Cinnamon Apple Traybake
Thick squares of buttery cinnamon sponge under tender, glistening apple slices and a craggy, amber crust of toasted oats and almonds, dusted with icing sugar and served warm with custard pooling around the edges.
Ingredients
- 2 eggs
- 250g plain flour
- 100ml milk
- 150g light brown sugar
- 150g unsalted butter, softened
- 2 tsp baking powder
- 1 tsp vanilla extract
- 50g rolled oats
- 2 tsp ground cinnamon
- 50g demerara sugar
- 450g apples, peeled, cored and thinly sliced
- ¼ tsp ground nutmeg
- 30g flaked almonds (optional)
Method
- Heat the oven to 180°C (160°C fan)/Gas 4 and line a 23 x 33cm traybake tin with baking paper, leaving a little overhang so you can lift the whole thing out cleanly later.

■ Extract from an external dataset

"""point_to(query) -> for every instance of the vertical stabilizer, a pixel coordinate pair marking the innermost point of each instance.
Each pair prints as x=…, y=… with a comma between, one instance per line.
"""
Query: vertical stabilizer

- Beat the softened butter and light brown sugar in a large bowl for a full 3–4 minutes until pale, fluffy and noticeably lighter in colour — this is where the sponge gets its lift, so don't shortcut it. Add the eggs one at a time, beating well between each, then stir in the vanilla.
- Sift in the flour, baking powder and a pinch of fine salt, and fold through gently, adding the milk in a steady stream until you have a smooth, glossy dropping batter that falls reluctantly off the spoon. The salt is small but non-negotiable — it sharpens the brown sugar and stops the sponge tasting flat.
- Spread the batter into the prepared tin with a spatula, pushing it right into the corners and levelling the top. Taste a smear from the bowl — it should taste sweet but rounded, not cloying; if it's flat, you're short on salt.
- Toss the sliced apples with the cinnamon and nutmeg until every slice is dusted, then arrange them across the batter in a single overlapping layer like roof tiles. Sprinkle over the extra tablespoon of brown sugar.
- Stir the oats, demerara sugar and flaked almonds together and scatter generously over the apples — leave it craggy and uneven, because the proud bits are what go amber and crunch.
- Bake for 30–35 minutes, until the sponge is deeply golden, the streusel is crisp and amber, and a skewer pushed into the centre comes out clean. The apples should be tender and starting to caramelise at the edges, the kitchen smelling of warm cinnamon and brown butter.
- Cool in the tin for 10 minutes so the sponge sets and the crumb firms up — cut too soon and it'll tear. Lift out using the paper overhang, transfer to a wire rack, cut into 12 generous squares, dust with icing sugar and serve warm with custard poured around the edges or a dollop of soured cream on the side.